It also has a lead performance that makes Zac Efron look like Michael Fassbender, from unfortunately named kid actor Chez Starbuck. Starbuck plays Cody, who was found as a baby stashed in the boat of his adoptive parents (played by Lisa Stahl Sullivan and Dave Coulier), and, unbeknownst to both them and himself, is the son of a mermaid. Although he's grown up as a normal human kid, once Cody turns 13, his body starts changing as he grows scales and fins and feels drawn to the water. He also produces electric charges and is able to stick to various surfaces like Spider-Man, both of which seem unrelated to being a mermaid (there's some vague handwaving about eels to explain the electricity powers, at least). It's all an extended metaphor for puberty, obviously, although there are so many actual references to puberty that calling it a metaphor might be a bit of a stretch.
Cody, a popular jock on the swim team (at a school where the popular jocks are on the swim team, somehow), has the requisite nerd friend (Justin Jon Ross) and a wholesome girlfriend (Courtnee Draper), both of whom are eventually sympathetic about his transformation into a merman. He has to deal with some mild antagonism from a cocky fellow swim team member and from a local coot (Brent Briscoe, the poor man's Randy Quaid) who's obsessed with capturing a mermaid, but there isn't much tension in either of those threats. Much of the plot focuses on Cody's drive to win at the state championship swim meet, where of course his new mer-abilities give him an advantage (in a plot that borrows a lot from Teen Wolf's werewolf playing basketball).

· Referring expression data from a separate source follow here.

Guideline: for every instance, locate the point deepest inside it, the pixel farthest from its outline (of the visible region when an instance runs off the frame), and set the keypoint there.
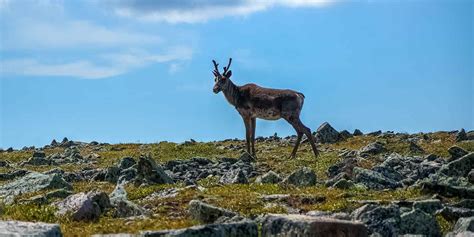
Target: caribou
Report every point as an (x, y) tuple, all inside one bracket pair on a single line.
[(253, 101)]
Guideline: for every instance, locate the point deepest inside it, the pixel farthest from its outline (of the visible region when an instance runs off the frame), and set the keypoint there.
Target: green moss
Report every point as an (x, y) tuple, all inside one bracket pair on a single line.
[(445, 225), (31, 212)]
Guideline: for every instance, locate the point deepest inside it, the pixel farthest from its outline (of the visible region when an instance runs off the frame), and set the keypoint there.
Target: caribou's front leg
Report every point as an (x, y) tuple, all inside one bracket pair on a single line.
[(248, 124), (254, 127), (297, 144)]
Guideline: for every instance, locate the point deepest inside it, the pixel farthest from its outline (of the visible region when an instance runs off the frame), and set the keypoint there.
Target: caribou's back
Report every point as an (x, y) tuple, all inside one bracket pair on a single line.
[(270, 104)]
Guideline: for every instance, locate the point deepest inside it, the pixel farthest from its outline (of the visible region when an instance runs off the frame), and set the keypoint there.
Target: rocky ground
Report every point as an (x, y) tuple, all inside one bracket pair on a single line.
[(379, 184)]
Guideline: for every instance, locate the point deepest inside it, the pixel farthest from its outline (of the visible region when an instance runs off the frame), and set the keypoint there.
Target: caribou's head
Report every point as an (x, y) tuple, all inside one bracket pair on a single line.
[(221, 80)]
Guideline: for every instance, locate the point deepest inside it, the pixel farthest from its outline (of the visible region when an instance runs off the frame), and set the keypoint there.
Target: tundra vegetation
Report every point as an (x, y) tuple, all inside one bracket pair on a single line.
[(384, 180)]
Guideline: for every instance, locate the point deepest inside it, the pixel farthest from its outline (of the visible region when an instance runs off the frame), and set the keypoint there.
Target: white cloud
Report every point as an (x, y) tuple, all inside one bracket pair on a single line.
[(37, 34), (103, 66), (79, 69), (192, 11), (41, 38)]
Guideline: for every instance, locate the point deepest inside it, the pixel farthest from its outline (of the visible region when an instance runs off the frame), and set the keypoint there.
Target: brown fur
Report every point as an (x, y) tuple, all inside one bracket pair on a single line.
[(253, 101)]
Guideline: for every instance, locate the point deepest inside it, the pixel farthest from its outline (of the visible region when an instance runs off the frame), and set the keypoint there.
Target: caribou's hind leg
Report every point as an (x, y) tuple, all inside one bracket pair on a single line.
[(302, 129), (297, 144), (253, 124), (248, 128)]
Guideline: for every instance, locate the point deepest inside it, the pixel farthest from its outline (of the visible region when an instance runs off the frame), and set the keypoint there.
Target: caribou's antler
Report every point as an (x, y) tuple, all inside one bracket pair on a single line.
[(226, 69), (216, 68)]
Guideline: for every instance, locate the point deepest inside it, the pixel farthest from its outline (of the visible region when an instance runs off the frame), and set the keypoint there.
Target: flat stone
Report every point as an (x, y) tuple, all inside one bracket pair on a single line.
[(37, 229), (234, 229), (419, 222), (302, 225), (429, 206), (207, 213), (32, 182), (374, 180), (302, 177), (269, 178), (464, 224), (235, 176)]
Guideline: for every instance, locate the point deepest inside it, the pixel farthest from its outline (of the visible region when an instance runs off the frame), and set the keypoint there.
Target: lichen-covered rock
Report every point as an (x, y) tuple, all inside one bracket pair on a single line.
[(464, 224), (470, 176), (357, 132), (112, 174), (302, 177), (232, 229), (32, 182), (207, 213), (373, 148), (21, 228), (429, 206), (326, 134), (459, 167), (343, 184), (419, 222), (235, 176), (456, 152), (374, 180), (121, 206), (246, 157), (269, 178), (13, 174), (382, 220), (148, 172), (302, 225), (345, 135), (327, 214), (126, 162), (345, 166), (461, 135), (454, 213), (80, 206)]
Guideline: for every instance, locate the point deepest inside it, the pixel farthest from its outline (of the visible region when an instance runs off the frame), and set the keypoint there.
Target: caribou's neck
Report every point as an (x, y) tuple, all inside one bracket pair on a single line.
[(231, 93)]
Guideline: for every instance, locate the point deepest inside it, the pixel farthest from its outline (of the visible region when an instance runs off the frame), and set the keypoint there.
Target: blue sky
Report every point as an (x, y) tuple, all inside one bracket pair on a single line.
[(140, 71)]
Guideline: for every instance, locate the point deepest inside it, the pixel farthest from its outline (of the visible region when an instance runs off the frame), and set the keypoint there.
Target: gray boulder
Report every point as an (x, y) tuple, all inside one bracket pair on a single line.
[(269, 178), (429, 206), (235, 176), (327, 214), (470, 176), (121, 206), (419, 222), (79, 206), (302, 225), (126, 163), (343, 184), (456, 152), (32, 182), (246, 157), (345, 135), (112, 174), (326, 134), (302, 177), (13, 174), (37, 229), (357, 132), (382, 220), (374, 180), (464, 224), (461, 135), (454, 213), (233, 229), (373, 148), (459, 167), (148, 172), (207, 213)]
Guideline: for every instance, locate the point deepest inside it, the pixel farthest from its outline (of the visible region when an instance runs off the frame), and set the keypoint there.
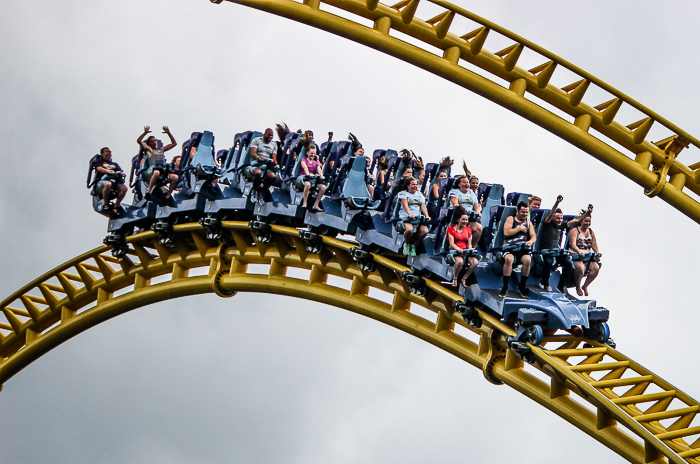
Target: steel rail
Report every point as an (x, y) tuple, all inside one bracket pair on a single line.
[(96, 287), (652, 165)]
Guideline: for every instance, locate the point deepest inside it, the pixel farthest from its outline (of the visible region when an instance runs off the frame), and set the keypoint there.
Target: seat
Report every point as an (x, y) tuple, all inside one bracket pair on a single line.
[(354, 190), (513, 198)]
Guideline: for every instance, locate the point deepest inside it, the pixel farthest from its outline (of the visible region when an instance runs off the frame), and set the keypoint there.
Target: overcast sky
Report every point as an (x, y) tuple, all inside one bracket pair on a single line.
[(271, 379)]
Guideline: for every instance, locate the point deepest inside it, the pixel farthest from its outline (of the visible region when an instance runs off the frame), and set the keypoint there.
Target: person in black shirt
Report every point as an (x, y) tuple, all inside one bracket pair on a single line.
[(109, 173), (550, 239)]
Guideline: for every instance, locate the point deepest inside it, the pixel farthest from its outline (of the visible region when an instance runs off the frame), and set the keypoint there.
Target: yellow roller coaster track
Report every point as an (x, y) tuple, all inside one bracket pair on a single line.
[(599, 390), (446, 53)]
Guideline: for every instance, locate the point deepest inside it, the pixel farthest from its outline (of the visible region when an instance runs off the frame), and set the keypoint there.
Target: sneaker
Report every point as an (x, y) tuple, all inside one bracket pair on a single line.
[(522, 291)]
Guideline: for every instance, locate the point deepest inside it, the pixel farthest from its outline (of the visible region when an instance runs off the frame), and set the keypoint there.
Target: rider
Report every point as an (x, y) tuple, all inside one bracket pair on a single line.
[(108, 173), (262, 152), (550, 239), (459, 237), (412, 204), (582, 241), (313, 174), (155, 160), (465, 196), (517, 229)]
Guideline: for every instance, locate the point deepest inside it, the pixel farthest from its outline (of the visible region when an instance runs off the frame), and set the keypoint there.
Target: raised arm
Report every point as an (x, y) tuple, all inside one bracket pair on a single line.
[(533, 235), (552, 211), (424, 209), (509, 230), (146, 130), (573, 235), (435, 190), (594, 244), (404, 203), (581, 217), (305, 168), (172, 143), (451, 241)]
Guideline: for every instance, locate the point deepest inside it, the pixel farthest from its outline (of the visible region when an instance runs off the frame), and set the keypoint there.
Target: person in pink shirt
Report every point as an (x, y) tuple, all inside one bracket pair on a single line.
[(459, 237), (313, 174)]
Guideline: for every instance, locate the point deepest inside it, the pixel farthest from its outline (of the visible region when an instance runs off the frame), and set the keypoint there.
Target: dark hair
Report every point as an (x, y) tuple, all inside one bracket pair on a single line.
[(304, 139), (459, 212), (458, 181), (403, 183), (282, 131)]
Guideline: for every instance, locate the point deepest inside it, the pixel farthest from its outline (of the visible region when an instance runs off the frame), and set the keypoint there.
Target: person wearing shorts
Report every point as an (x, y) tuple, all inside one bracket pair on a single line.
[(411, 205), (517, 229)]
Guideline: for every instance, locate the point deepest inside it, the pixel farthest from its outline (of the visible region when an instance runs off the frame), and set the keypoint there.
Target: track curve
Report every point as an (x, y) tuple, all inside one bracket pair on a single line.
[(652, 165), (578, 380)]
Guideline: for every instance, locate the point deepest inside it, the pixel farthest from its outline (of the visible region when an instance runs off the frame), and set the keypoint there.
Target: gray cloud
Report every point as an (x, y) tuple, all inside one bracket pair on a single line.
[(268, 379)]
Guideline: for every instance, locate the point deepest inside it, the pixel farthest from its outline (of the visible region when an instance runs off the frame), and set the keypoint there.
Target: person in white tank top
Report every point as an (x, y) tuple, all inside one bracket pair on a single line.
[(581, 241), (155, 160)]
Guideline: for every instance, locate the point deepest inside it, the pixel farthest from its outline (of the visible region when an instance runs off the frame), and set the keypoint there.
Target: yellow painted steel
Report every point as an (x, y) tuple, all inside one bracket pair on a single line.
[(95, 287), (652, 165)]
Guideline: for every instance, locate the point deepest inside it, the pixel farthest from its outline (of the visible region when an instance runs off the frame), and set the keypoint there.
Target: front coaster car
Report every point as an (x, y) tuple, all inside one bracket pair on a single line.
[(365, 260)]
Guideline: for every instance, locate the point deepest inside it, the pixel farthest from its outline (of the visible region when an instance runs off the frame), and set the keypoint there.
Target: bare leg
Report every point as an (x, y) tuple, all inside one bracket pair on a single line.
[(307, 189), (257, 172), (420, 235), (173, 178), (459, 262), (408, 234), (120, 195), (508, 265), (578, 275), (477, 229), (106, 191), (526, 260), (321, 191), (155, 175), (593, 270), (473, 263), (269, 179)]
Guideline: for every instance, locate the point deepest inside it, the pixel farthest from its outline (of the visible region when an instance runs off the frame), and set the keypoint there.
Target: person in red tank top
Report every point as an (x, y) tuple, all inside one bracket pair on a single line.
[(459, 237)]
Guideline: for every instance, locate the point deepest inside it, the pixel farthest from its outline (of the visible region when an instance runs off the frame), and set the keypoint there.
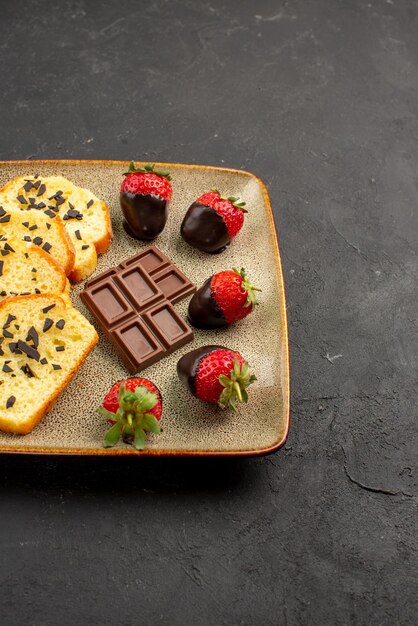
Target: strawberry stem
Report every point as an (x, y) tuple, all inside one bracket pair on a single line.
[(235, 201), (248, 287), (235, 385), (133, 418), (149, 168)]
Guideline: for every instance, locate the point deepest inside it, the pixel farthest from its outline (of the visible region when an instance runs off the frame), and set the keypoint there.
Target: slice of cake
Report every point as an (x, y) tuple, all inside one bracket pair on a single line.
[(86, 218), (43, 343)]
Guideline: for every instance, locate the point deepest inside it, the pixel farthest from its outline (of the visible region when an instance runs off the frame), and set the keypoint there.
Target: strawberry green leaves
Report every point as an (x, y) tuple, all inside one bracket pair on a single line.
[(237, 202), (133, 419), (149, 168), (248, 287), (235, 386)]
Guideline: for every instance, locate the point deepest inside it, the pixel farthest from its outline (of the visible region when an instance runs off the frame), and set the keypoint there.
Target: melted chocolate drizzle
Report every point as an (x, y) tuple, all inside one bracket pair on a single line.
[(204, 229), (188, 364), (203, 311), (145, 215)]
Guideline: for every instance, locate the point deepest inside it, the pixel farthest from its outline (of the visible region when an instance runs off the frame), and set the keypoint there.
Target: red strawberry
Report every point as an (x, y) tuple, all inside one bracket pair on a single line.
[(133, 407), (216, 375), (145, 196), (223, 299), (212, 221)]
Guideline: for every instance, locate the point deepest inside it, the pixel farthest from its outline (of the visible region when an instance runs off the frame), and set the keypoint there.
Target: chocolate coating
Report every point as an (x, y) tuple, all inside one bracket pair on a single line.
[(204, 229), (203, 311), (188, 364), (145, 215)]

In between there are lots of cheesy fish-related jokes, some truly awful prosthetic effects for Cody's fish parts, bland lessons about tolerance, and a surprisingly subdued performance from noted ham Coulier. If only Starbuck could deliver a single line with believable conviction or emotion, the movie might at least have some genuine heart. But he's painfully awkward in every scene, whether freaking out over his new mutations or trying to have a heartfelt moment with friends or family. Some of the Disney Channel's best productions manage to be cleverly self-aware while maintaining their focus on family-friendly messages and dumb jokes, but The Thirteenth Year plays everything straight, and is hilariously awful as a result.